For the first time ever, representatives of Great Britain's largest Muslim umbrella organization will take part Sunday in the international Holocaust Memorial Day. Two months ago, the Muslim Council of Britain (MBC) decided to put an end to their six year boycott of the Memorial Day. The international Remembrance Day was first instituted by the UN in 2001 on the day - January 27th - that the Auschwitz extermination camp was liberated by the Allied forces.
"More than 60 years after the liberation of Belsen, Treblinka and Auschwitz, and as the last of the survivors now grow old, we simply cannot afford to forget," British Prime Minister Gordon Brown said in a letter publicized in the London Telegraph Sunday.
"Each generation must learn and understand the dark forces and culpable failures that allowed prejudice, discrimination and persecution to lead to a vast programme of mass slaughter that spanned a continent."
Brown noted that 4000 British students are expected to visit the Auschwitz death camp next year.
The official ceremony will take place in Liverpool, however their will be commemorative ceremonies through out the country. U.K. chief Rabbi Jonathan Sacks and the Archbishop of Canterbury Rowan Williams will speak at the memorial service.
The MBC's decision to take part in the memorial day comes after they were harshly criticized of anti-Semitism by Jewish groups and the British government.

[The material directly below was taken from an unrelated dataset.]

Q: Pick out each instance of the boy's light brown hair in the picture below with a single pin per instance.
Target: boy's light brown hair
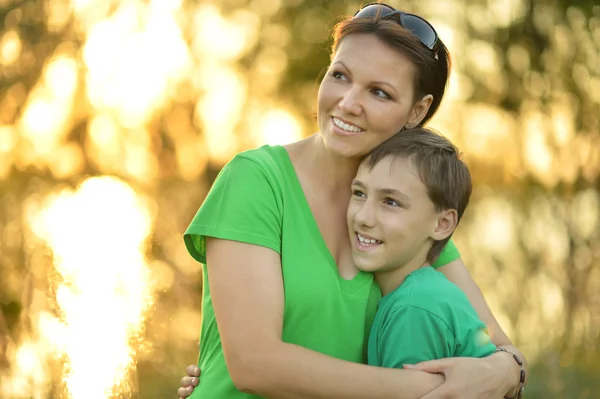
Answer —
(440, 167)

"The decision was taken because staying away was doing more harm than good and being misconstrued," a MCB spokesperson told The London Times last month.
Source: Haaretz (English)
See also: British Muslim council boycotts Holocaust Memorial Day
1 comment:
So it's essentially an admission that 'It's making us look bad' -- Holocaust victims and genocide have nothing to do with the decision.